# Multi-Way Search Trees

K08 Δομές Δεδομένων και Τεχνικές Προγραμματισμού

Κώστας Χατζηκοκολάκης

## Motivation

• We keep the ordering idea of BSTs
• Fast search, by excluding whole subtrees
• And add more than two children for each node
• Gives more flexibility in restructuring the tree
• And news ways to keep it balanced

## Multi-way search trees

• $d$-node: a node with $d$ children

• Each internal $d$-node stores $d-1$ ordered values $k_1 < \ldots < k_{d-1}$

• No duplicate values in the whole tree
• All values in a subtree lie in-between the corresponding node values

• For all values $l$ in the $i$-th subtree: $k_{i-1} < l < k_i$
• Convention: $k_0 = -\infty, k_d = +\infty$
• $m$-way search tree: all nodes have at most $m$ children

• A BST is a 2-way search tree

## Example multi-way search tree

$m=3$

## Searching in a multi-way search tree

• Simple adaptation of the algorithm for BSTs
• Start from the root, traverse towards the leaves
• In each node, there is a single subtree that can possibly contain a value $l$
• The subtree $i$ such that $k_{i-1} < l < k_i$
• Continue in that subtree

## Search for value 12

Unsuccessful search

## Insertion in a multi-way search tree

• Again, simple adaptation of BSTs
• But: we don't always need to create a new node
• We can insert in an existing one if there is space
• Start with a search for the value $l$ we want to insert
• If found, stop (no duplicates)
• If full, create an $i$-th child, such that $k_{i-1} < l < k_i$

## Insert value 28

$m$ = 3

## Deletion from a multi-way search tree

Left as an exercise.

## Complexity of operations

• We need to traverse the tree from the root to a leaf
• The time spent at each node is constant
• Eg. find $i$ such that $k_{i-1} < l < k_i$
• Assuming $m$ is fixed!
• So as usual all complexities are $O(h)$
• $O(n)$ in the worst-case

## Balanced multi-way search trees

• Similarly to BSTs we need to keep the tree balanced
• So that $h = O(\log n)$
• AVL where a kind of balanced BSTs
• We will study two kinds of balanced multi-way search trees:
• 2-3 trees
• 2-3-4 trees (also known as (2,4) trees)

## 2-3 trees

• A 2-3 tree is a 3-way search tree which has the following properties
• Size property
• Each node contains 1 or 2 values
(so each internal node contains 2 or 3 children)
• Depth property
• All leaves have the same depth (lie on the same level)

## Height of 2-3 trees

• All nodes at all levels except the last one are internal
• And each internal node has at least 2 children
• So at level $i$ we have at least $2^i$ nodes
• Hence $n \ge 2^h$, in other words $h = O(\log n)$
• So we can search for an element in time $O(\log n)$
• Using the standard algorithm for $m$-way trees

## Insertion in 2-3-trees

• We can start by following the generic algorithm for $m$-way trees
• Search for the value $l$ we want to insert
• If found, stop (no duplicates)

## Insertion in 2-3-trees

• But what if there is no space at the leaf (overflow)?

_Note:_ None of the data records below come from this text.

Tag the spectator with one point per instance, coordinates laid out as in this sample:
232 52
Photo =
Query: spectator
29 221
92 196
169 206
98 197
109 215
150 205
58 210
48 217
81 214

• The standard algorithm will insert a child at the leaf

• But this violates the depth property!
• The new leaf is not at the same level
• Different strategy

• split the overflowed node into two nodes
• pass the middle value to the parent (separator of the two nodes)
• The middle value might overflow the parent

• Same procedure: split and send the middle value up

## Example: insert M

M overflows this node.

## Example: insert R

R is inserted in the node with Q where there is space.

## Insertion in 2-3-trees

• The root might also overflow
• Same procedure
• Split it
• The middle value moves up, creating a new root
• This is the only operation that increases the tree's height
• It increases the depth of all nodes simultaneously
• 2-3-trees grow at the root, not at the leaves!

## Example: insert S

S overflows this node

## Complexity of insertion

• We traverse the tree
• From the root to a leaf when searching
• From the leaf back to the root while splitting
• Each split takes constant time
• We do at most $h+1$ of them
• So in total $O(h) = O(\log n)$ steps
• Recall, the tree is balanced

## (2,4) trees

• A (2,4) tree (or 2-3-4 tree) is a 4-way search tree with 2 extra properties
• Size property
• Each node contains between 1 and 3 values
(so each internal node contains between 2 and 4 children)
• Depth property
• All leaves have the same depth (lie on the same level)
• Such trees are balanced
• $h = O(\log n)$
• Proof: exercise

## Insertion in (2,4) trees

• Same as for 2-3-trees
• Search for the value
• Insert at a leaf
• In case of an overflow (5-node)
• Split it into a 3-node and a 2-node
• Move the separator value $k_3$ to the parent

## Example

Inserted 11, 13 and 14.

## Complexity

• Same as for 2-3-trees
• At most $h$ splits
• Each split is constant time
• $O(\log n)$
• Because the tree is balanced

## Removal in (2,4) trees

• To remove a value $k_i$ from an internal node

• Replace with its predecessor (or its successor)
• Right-most value in the $i$-th subtree
• Similar to the BST case of nodes with two children
• To remove a value from a leaf

• We simply remove it
• But it might viotalate the size property (underflow)

## Fixing underflows

Two strategies for fixing an underlow at $\nu$

• Is there an immediate sibling $w$ with a “spare” value? (2 or 3 values)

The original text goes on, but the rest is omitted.